Do you let your ego get in the way of achieving the greater goal?
It’s easy to spot me-centric behavior in the “other” person. After all, our intentions are more righteously motivated and purpose-driven, right?
But it is easier to slip into me-centric thinking and behavior than we think. It happens when we identify too closely with our position. Or when we put our interests ahead of the common good. Or make decisions in a way that promotes or preserves our position instead of the purpose of the organization.
We are never too far from that impulse, and many corporate and public institutions inadvertently (or maybe purposefully?) incentivize that kind of behavior.
But we have been given a calling to work for a higher purpose, and that calling should cause us to ruthlessly guard against our egos, which can influence our decisions and actions.
There is an amazing example of this in the life of John the Baptist (John 3:22-36).

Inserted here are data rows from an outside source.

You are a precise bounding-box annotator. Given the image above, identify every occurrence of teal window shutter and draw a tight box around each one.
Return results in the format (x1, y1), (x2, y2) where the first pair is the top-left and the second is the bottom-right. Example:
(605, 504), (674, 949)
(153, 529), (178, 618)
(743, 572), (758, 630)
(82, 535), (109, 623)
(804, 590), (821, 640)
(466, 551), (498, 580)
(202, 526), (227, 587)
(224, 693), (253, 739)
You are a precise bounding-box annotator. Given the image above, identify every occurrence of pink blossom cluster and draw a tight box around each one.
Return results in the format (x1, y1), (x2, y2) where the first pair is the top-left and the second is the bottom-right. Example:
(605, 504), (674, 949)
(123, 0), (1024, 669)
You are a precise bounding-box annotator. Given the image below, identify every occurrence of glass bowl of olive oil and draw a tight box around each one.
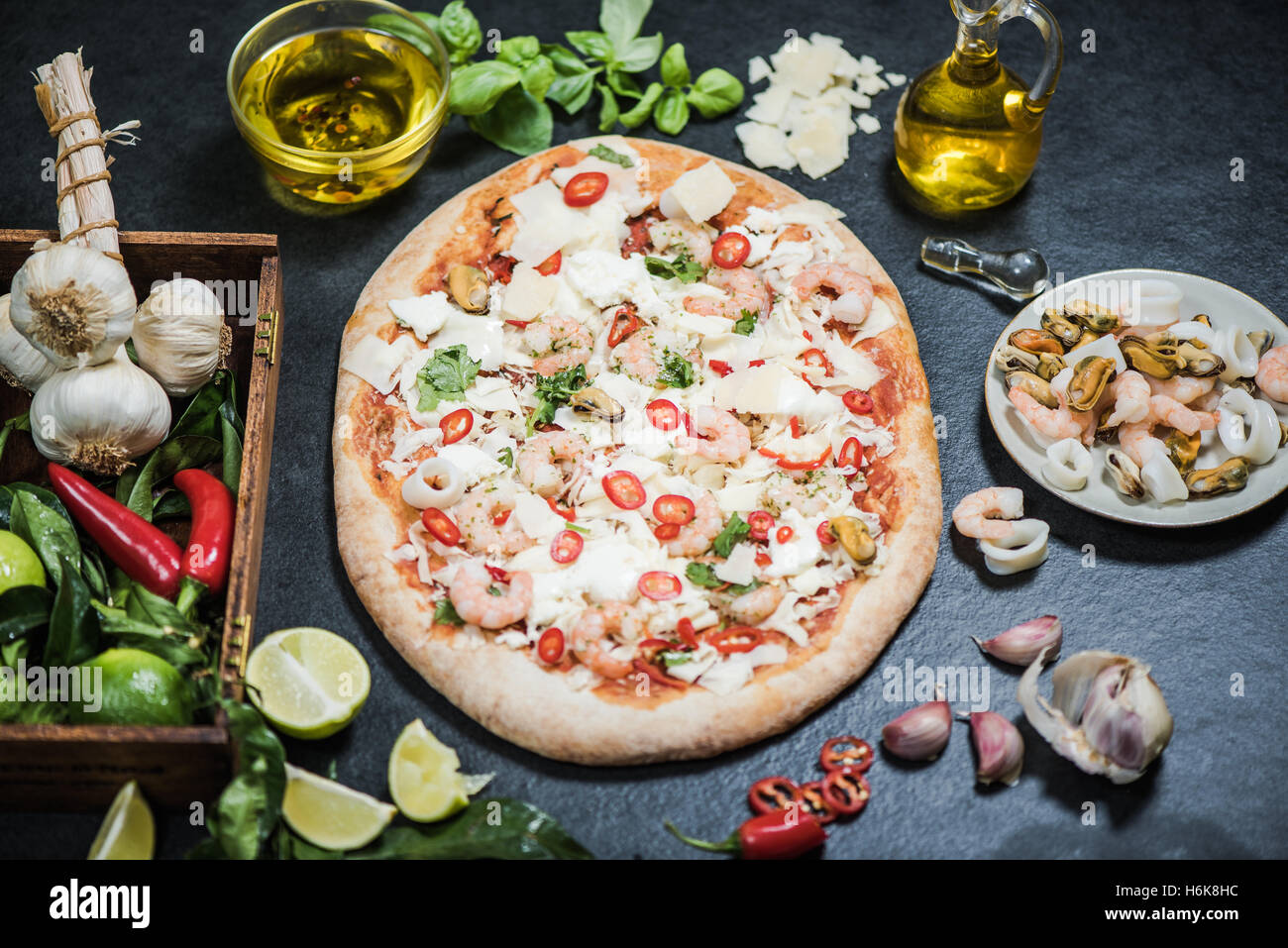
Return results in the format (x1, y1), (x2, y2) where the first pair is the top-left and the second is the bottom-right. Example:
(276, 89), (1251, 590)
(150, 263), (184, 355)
(228, 0), (451, 203)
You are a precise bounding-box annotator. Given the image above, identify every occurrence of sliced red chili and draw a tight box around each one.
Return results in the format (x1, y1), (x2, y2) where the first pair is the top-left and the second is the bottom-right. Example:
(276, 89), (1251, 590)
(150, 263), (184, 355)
(608, 303), (641, 349)
(705, 626), (763, 656)
(537, 626), (564, 665)
(711, 231), (751, 270)
(438, 408), (474, 445)
(747, 510), (774, 540)
(420, 507), (461, 546)
(653, 493), (697, 527)
(564, 171), (608, 207)
(635, 570), (684, 601)
(550, 529), (587, 563)
(818, 734), (873, 774)
(644, 398), (680, 432)
(823, 768), (872, 816)
(841, 389), (872, 415)
(747, 777), (802, 812)
(599, 471), (648, 510)
(800, 781), (840, 825)
(537, 250), (563, 277)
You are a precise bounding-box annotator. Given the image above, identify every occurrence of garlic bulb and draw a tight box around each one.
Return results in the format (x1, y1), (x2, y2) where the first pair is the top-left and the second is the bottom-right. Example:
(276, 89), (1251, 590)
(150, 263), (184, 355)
(0, 293), (58, 391)
(1018, 652), (1172, 784)
(133, 277), (227, 395)
(31, 349), (170, 474)
(9, 244), (136, 369)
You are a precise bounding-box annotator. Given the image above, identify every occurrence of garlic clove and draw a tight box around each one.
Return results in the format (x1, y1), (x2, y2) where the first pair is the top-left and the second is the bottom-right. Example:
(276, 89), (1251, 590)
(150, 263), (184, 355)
(971, 616), (1064, 668)
(881, 700), (953, 760)
(970, 711), (1024, 787)
(1018, 652), (1172, 784)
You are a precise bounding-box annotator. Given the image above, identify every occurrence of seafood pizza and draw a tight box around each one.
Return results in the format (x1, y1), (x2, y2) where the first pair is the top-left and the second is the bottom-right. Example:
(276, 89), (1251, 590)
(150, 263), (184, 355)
(334, 137), (941, 764)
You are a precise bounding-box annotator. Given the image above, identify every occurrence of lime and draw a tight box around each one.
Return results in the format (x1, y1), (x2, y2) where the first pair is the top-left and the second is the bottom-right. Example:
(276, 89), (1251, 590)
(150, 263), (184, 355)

John the Baptist had an important job: to get people ready for Jesus. Now, it wasn’t a glamorous job — he lived in the desert, ate and dressed in a strange way, and endured plenty of public ridicule. But it was an important job — he had great influence, gained recognition and a following.

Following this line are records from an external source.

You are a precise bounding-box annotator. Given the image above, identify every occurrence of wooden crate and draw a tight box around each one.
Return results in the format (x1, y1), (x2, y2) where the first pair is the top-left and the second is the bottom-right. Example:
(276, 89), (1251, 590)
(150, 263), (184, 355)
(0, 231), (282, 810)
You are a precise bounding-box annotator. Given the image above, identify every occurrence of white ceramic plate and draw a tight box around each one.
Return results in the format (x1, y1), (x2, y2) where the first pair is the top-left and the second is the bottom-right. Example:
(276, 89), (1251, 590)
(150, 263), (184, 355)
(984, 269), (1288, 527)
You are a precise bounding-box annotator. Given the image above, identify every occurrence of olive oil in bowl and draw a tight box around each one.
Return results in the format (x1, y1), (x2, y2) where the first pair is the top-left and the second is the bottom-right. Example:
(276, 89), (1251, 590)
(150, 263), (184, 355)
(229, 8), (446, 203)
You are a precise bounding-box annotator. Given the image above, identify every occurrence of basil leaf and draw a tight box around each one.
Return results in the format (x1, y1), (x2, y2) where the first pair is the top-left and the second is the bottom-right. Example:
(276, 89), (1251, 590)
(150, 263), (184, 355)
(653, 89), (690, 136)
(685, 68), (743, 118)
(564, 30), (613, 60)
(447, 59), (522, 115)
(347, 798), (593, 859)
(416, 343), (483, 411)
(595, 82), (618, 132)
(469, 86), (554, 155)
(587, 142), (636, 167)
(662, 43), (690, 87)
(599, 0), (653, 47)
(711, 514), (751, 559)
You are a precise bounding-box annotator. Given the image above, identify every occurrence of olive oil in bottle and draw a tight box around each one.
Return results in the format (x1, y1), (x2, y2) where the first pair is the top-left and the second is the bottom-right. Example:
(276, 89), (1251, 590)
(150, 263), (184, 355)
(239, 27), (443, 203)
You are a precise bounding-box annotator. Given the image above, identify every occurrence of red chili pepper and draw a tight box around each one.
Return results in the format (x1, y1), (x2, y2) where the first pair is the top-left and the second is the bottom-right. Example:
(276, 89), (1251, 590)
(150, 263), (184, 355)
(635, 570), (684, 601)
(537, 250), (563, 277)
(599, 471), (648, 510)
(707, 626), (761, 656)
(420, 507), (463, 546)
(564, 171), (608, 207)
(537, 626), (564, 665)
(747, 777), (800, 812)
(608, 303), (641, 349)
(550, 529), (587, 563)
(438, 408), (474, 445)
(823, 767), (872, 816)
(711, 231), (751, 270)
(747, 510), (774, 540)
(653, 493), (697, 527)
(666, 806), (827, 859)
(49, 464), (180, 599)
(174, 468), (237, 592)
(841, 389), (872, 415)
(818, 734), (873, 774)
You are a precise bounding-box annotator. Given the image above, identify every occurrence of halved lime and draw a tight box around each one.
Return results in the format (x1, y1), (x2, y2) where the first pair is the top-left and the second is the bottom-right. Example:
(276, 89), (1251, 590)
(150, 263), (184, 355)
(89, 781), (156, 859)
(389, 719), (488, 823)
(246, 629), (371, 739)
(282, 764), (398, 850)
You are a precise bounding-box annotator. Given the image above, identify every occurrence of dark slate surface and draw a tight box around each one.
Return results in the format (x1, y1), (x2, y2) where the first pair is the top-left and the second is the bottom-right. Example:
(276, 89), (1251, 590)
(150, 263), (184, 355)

Eventually, Jesus arrived on the scene and began his public ministry. At that point, John and Jesus were both at work. More and more people left John to follow Jesus, and John’s followers were upset about it, complaining that they were losing their influence.

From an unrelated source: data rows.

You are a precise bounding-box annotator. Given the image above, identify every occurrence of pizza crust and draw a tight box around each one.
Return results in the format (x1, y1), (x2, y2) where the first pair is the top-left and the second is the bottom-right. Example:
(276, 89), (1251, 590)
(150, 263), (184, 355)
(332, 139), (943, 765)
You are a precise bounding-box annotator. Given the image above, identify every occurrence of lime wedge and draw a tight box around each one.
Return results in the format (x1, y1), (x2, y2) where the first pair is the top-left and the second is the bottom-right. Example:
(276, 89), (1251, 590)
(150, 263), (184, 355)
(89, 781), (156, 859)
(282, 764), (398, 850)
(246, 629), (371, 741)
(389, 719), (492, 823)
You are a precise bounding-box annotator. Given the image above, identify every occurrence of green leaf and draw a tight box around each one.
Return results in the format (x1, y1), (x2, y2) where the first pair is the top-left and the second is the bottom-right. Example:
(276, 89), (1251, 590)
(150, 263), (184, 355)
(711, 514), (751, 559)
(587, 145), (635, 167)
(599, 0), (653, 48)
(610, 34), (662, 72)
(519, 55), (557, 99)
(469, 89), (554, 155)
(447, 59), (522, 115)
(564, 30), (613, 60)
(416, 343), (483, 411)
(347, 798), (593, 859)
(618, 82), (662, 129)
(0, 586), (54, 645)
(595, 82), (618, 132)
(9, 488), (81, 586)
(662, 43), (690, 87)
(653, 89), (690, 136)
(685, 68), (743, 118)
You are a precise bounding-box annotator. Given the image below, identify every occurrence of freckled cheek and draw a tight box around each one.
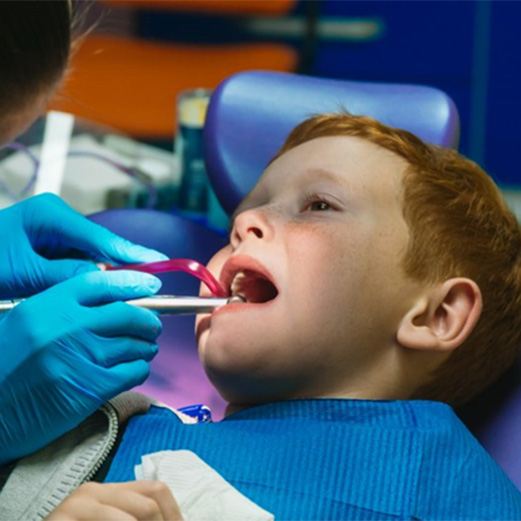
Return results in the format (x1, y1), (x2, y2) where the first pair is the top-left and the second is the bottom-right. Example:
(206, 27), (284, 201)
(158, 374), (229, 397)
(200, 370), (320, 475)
(280, 224), (357, 298)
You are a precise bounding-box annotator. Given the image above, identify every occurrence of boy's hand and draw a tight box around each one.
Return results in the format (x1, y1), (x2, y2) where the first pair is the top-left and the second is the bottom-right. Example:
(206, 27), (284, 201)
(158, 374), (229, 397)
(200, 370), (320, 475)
(46, 481), (183, 521)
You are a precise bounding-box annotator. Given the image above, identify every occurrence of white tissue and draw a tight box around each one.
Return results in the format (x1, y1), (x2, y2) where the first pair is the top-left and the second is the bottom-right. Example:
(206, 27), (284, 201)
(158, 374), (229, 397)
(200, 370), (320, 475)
(134, 450), (275, 521)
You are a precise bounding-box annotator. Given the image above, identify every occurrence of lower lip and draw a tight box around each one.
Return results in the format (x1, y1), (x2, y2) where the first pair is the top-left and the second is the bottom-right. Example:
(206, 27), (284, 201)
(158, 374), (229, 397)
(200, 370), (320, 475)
(212, 298), (277, 317)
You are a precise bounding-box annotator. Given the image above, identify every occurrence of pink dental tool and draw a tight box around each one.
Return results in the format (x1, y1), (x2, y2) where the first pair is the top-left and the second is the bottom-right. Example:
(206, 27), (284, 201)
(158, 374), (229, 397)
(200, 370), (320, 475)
(0, 259), (240, 315)
(104, 259), (228, 297)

John then responded in a way that showed a true understanding of his purpose. He knew his role was to prepare the way for Jesus and then get out of Jesus’ way. Instead of fighting for his “market,” John encouraged the people to follow Jesus rather than himself! Jesus must become greater; he must become less.
But how often are we like John’s disciples instead of John? We join the mission or start the role with the right intentions, but somewhere along the way we begin to make it about ourselves. We completely miss the point.
It is easy to get wrapped up in your calling and your success and forget that your purpose ultimately serves God’s purpose. John never forgot that. He understood that it was never really about him at all, but about God’s greater purpose and plan.
So today, remember that as “important” as your job is, it ultimately serves God’s purpose. God put you in your current role, and you should work with excellence – with all your heart. He cares about it, and it matters. But it matters for His purpose, not our own. Ask yourself how you can live out God’s purpose for your work today, so “He becomes greater, you become less.”
When you do that, like John, you will experience incredible joy and purpose in your work.